Prime Minister Scott Morrison with Andrew ‘Twiggy’ Forrest among others at the Christmas Creek Mine in the Pilbara last week.

Image: Scott Morrison / Facebook

Of course, if those inner-city pinot-fuelled protestors at cafes, dinner parties and wine bars hadn’t kept the conversation about climate action going for all the years the Coalition has been trying to silence it, then he would probably still be pretending there isn’t a climate problem. In fact, he would probably still be in Hawaii on vacation. 

According to Wood Mackenzie Asia Pacific Head of Markets and Transitions, Prakash Sharma, “Australia’s desire to achieve net-zero emissions by 2050 is a step in the right direction. Australia’s major trading partners – China, Japan and South Korea – are already in transition towards that goal. That means Australia will need to retool its commodity exports industry to align with the Paris climate targets.” 

Of course, a net zero target by 2050 remains deeply unpopular within the Coalition and Morrison refused to make such a commitment while ruling out the prospect of a carbon tax entirely, despite yesterday’s virtual greenhouse gas summit with US President Biden. 

“Our analysis shows that Australia can reach net-zero emissions before 2050,” continued Sharma, “Although the pathway requires complete transformation of its traditional energy and export sectors, there are new opportunities to capitalise on. “This will require Australia to become a significant player in low-carbon hydrogen trade as well as being able to offer carbon storage and offset services.

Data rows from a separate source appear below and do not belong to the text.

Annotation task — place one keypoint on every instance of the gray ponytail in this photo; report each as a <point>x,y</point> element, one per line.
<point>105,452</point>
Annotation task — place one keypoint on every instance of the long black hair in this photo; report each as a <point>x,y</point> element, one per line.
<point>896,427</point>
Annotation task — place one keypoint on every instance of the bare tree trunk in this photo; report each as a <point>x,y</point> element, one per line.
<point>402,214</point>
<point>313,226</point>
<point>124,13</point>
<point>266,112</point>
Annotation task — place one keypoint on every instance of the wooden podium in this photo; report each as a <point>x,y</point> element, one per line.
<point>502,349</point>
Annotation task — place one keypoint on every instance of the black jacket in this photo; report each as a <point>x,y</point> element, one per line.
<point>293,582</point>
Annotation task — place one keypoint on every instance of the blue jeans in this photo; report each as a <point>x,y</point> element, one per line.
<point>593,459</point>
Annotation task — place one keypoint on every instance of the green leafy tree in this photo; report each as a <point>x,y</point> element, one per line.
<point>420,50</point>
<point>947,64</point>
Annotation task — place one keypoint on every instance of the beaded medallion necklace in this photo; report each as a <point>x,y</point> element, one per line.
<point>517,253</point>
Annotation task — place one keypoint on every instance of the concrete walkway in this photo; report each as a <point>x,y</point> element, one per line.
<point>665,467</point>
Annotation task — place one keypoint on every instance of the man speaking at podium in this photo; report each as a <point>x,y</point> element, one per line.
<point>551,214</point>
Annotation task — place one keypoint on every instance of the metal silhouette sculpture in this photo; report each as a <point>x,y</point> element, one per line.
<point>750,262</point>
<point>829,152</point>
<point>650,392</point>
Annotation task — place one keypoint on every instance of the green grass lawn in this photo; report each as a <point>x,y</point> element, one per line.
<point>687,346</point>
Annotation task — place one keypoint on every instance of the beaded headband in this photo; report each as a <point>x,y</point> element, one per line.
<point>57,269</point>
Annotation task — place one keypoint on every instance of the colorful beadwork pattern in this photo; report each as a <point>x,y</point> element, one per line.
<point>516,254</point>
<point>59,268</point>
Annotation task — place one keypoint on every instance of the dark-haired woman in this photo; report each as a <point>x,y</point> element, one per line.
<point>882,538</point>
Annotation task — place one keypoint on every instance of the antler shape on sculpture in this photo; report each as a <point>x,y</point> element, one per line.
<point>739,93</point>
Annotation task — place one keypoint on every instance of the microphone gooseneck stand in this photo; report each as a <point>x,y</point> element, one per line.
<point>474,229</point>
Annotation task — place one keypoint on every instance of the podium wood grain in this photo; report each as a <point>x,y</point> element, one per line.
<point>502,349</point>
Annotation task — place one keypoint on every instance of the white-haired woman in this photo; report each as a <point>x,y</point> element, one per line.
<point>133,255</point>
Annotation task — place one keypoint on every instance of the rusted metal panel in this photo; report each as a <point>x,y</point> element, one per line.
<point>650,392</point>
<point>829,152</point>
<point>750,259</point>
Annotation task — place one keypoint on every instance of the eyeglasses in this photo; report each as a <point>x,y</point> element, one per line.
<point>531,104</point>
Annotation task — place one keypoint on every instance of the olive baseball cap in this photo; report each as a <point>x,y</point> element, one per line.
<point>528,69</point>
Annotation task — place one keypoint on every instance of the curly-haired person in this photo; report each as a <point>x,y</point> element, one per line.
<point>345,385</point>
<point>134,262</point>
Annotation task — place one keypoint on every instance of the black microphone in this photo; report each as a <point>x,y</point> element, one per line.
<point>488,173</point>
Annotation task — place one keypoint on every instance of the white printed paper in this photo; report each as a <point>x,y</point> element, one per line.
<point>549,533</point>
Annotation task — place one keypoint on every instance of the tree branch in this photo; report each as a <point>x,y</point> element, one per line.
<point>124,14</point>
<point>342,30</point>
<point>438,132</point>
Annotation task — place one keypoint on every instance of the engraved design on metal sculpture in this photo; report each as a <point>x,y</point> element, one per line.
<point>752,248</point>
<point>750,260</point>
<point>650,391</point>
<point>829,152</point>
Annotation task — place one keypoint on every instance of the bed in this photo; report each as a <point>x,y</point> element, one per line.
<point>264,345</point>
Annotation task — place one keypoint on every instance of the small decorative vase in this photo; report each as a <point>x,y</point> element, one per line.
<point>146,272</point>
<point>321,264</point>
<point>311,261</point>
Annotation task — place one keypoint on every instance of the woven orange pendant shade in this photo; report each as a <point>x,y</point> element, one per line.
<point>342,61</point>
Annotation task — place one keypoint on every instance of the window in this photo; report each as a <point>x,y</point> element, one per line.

Total carbon removal capacity reaches approximately 200 Mt per annum by 2050 in Australia.”

According to Wood Mackenzie analysis, 83% of power generation will come from solar and wind by 2050, while natural gas, bio energy, geothermal and small modular reactor combined will provide the other 17%. Wood Mackenzie expects coal to be entirely phased out by 2035. 

Morrison has strongly supported gas and coal despite the small role gas is predicted to play in Australia’s future, and the extinction of coal altogether. “The key to meeting our climate change ambitions” said Morrison, “is the commercialisation of low emissions technology.”

Instead of mocking inner-city wine swillers for being demonstrably right, Opposition Leader Anthony Albanese also gave a speech on Monday in which he said “It is time to look at the other side of the coin – the huge potential for clean energy to create hundreds of thousands of secure, well-paid jobs.”

“I’m not just talking about jobs for people mining lithium, copper and nickel or those who transform those materials into batteries,” continued Albanese, “I’m talking about a revolution in jobs growth right across the Australian economy based on one inescapable fact – renewable energy is not only clean, but cheap, and getting cheaper.”